Bears take cue from forex swings and US economic data
Hong Kong stocks may head lower this week as a sliding Japanese yen and discouraging news from the United States spur investors to cash in gains from the recent rally.
On Friday, the yen was as low as 127.95 to the US dollar before ending in New York at 127.36. It has shed 9.25 per cent against the greenback since September 21. Remarks by Japanese officials have encouraged the slide.

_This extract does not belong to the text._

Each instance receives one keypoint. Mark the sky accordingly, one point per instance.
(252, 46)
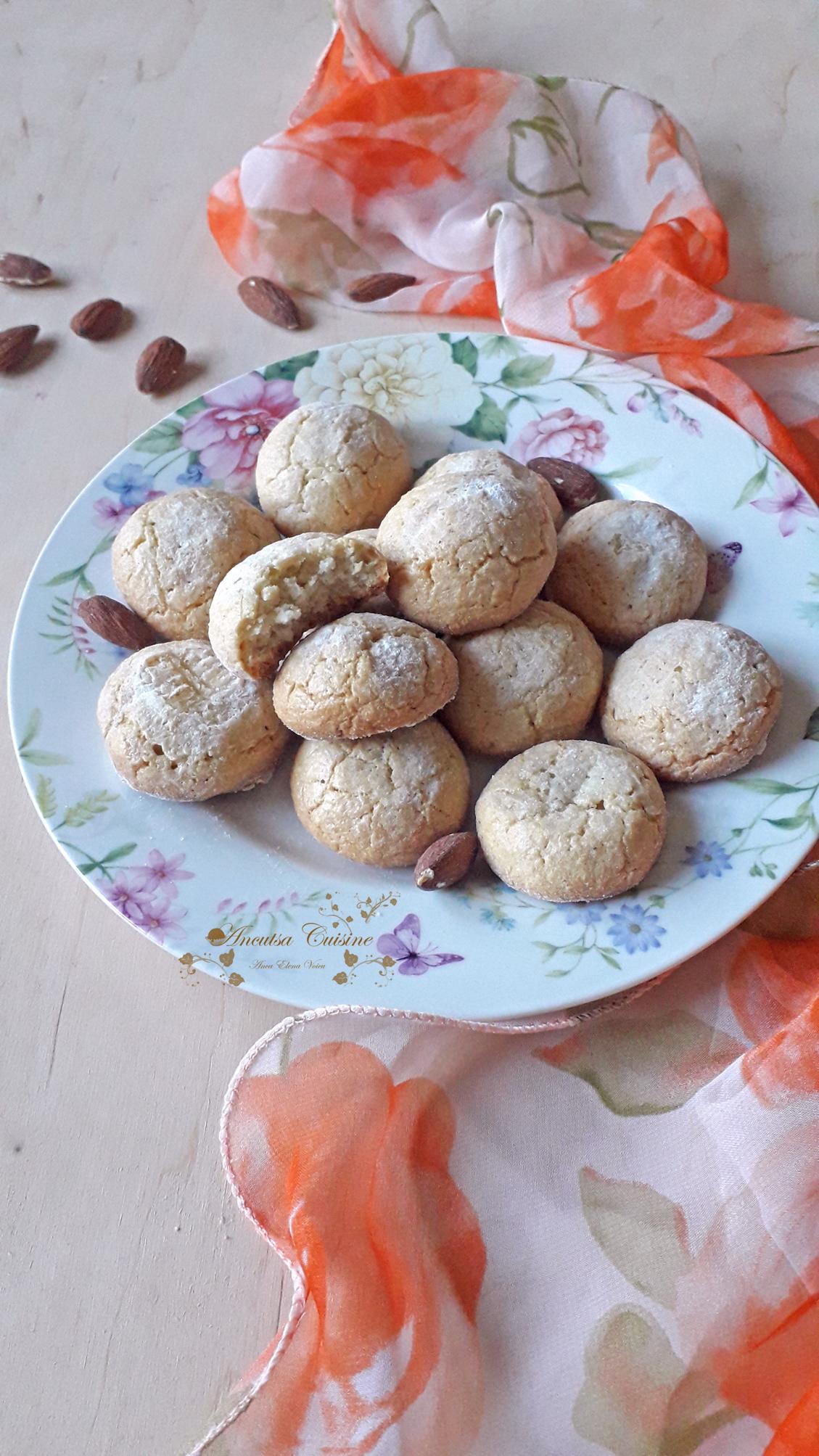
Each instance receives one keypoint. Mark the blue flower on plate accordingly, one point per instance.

A weaker yen helps recession-hit Japan boost exports but usually affects Asian stocks. Asian currencies tend to fall in line with the yen, making it unattractive for foreign investors to hold regional assets, such as stocks. The weaker yen could also eventually raise fears of a yuan devaluation. Such talk would send ripples through Hong Kong's financial markets.
'Any sharp fluctuation in currencies brings some nervousness to equity markets,' South China Securities head of institutional sales Raymond Tsui Yick-ki said.
Wall Street eked out gains on Friday, with the Dow Jones Industrial Average rising 44.7 points to 9,811.15 and the Nasdaq Composite Index gaining 6.66 points to end at 1,953.17.
The gains came despite data showing the fourth straight month of decline in US industrial production and manufacturing capacity utilisation at only 74.7 per cent, its lowest since 1983.